Excerpts from Jim Conrad's
Naturalist Newsletter

Wild Yam, DIOSCOREA VILLOSA, capsules in winter

from the April 19, 2015 Newsletter issued from Calhoun, McLean County, Kentucky, USA

During these super-green days, at woods edges, often you see arm-long clusters of dried-up, papery fruiting capsules on dried-up, herbaceous, viney stems, as shown above.

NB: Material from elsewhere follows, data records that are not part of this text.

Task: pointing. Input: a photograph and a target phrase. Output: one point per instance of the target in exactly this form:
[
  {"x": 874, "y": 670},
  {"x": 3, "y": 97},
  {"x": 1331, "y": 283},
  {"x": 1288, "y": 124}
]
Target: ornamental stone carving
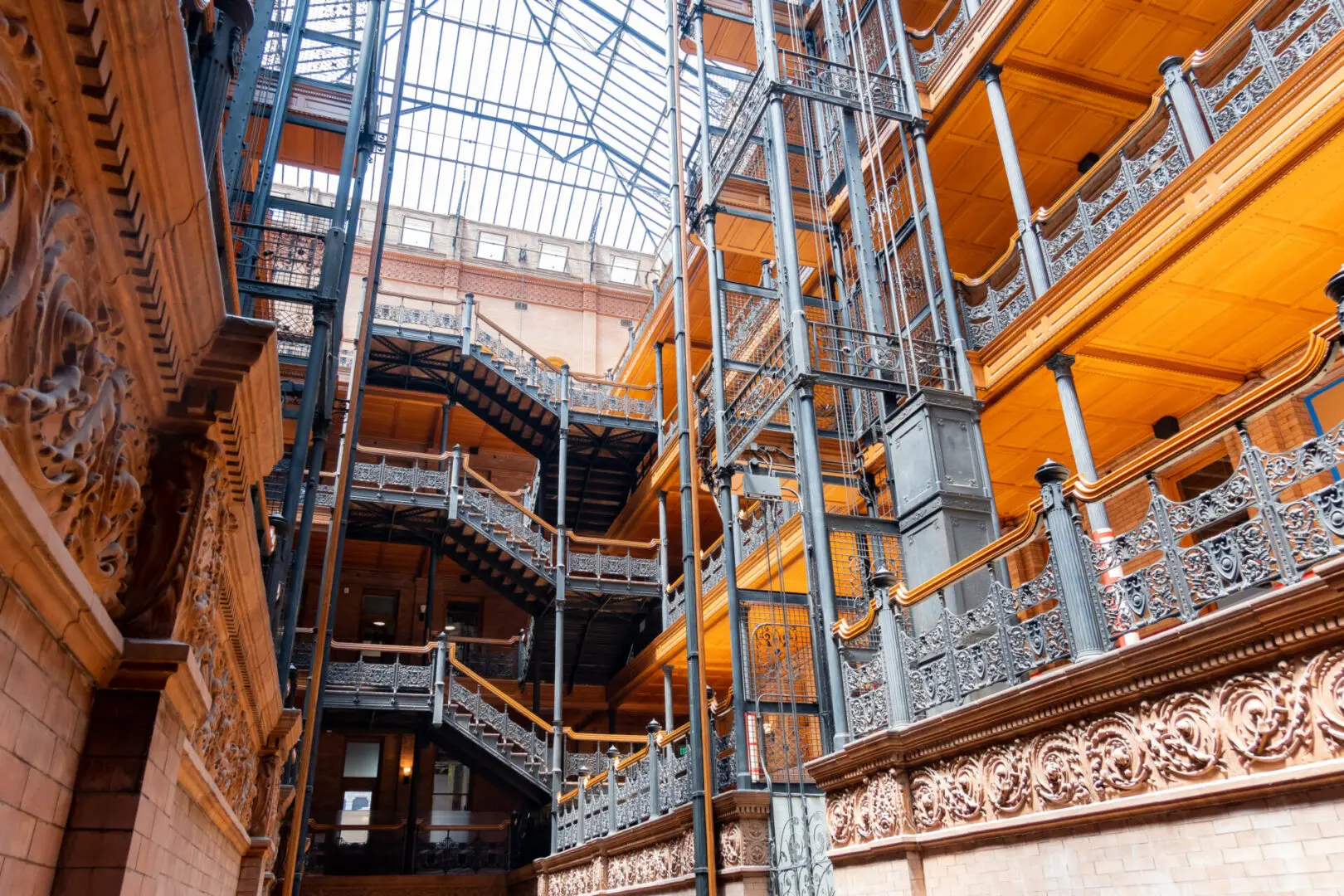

The capsules are neatly three-winged, and when they're mature they open at their bottoms and seeds fall out, normally six or so in number. Below, you can see a split-open capsule:

Wild Yam, DIOSCOREA VILLOSA, capsule

This vine is one of several species usually called Wild Yam, also Yam Root, Winged Yam, Colic Root and other such names. It's DIOSCOREA VILLOSA, a member of what's often referred to as the Yam Family, the Dioscoreaceae. That's a monocot family, meaning that it's more closely related to grasses and lilies than to plants like morning glories and maples. This can be a little surprising, since the vine's leaves, when present, are broad and heart-shaped, with veins that aren't parallel with one another, like those of grasses.

With "yam" in its name, you might expect that the vine arises from edible underground parts. That's true, for its tuber-like rhizomes -- rhizomes being horizontal underground stems -- are indeed edible, at least when cooked. However, years ago when I followed some Wild Yam stems to the ground and dug up the rhizomes, I found them to be so small and hard that making a meal of them was out of the question. I read that under cultivation the vine's yams can grow fairly large -- even very large. But wild Wild Yam "yams" found at woods' edges in our western Kentucky bottomlands definitely aren't big ones.

Another name used for Wild Yam is Colic Root, for traditionally the vine was highly regarded as medicinal. The rhizomes contain the compound diosgenin, which is used to manufacture certain steroid drugs such as progesterone, used as contraceptives and against such diseases as asthma and arthritis.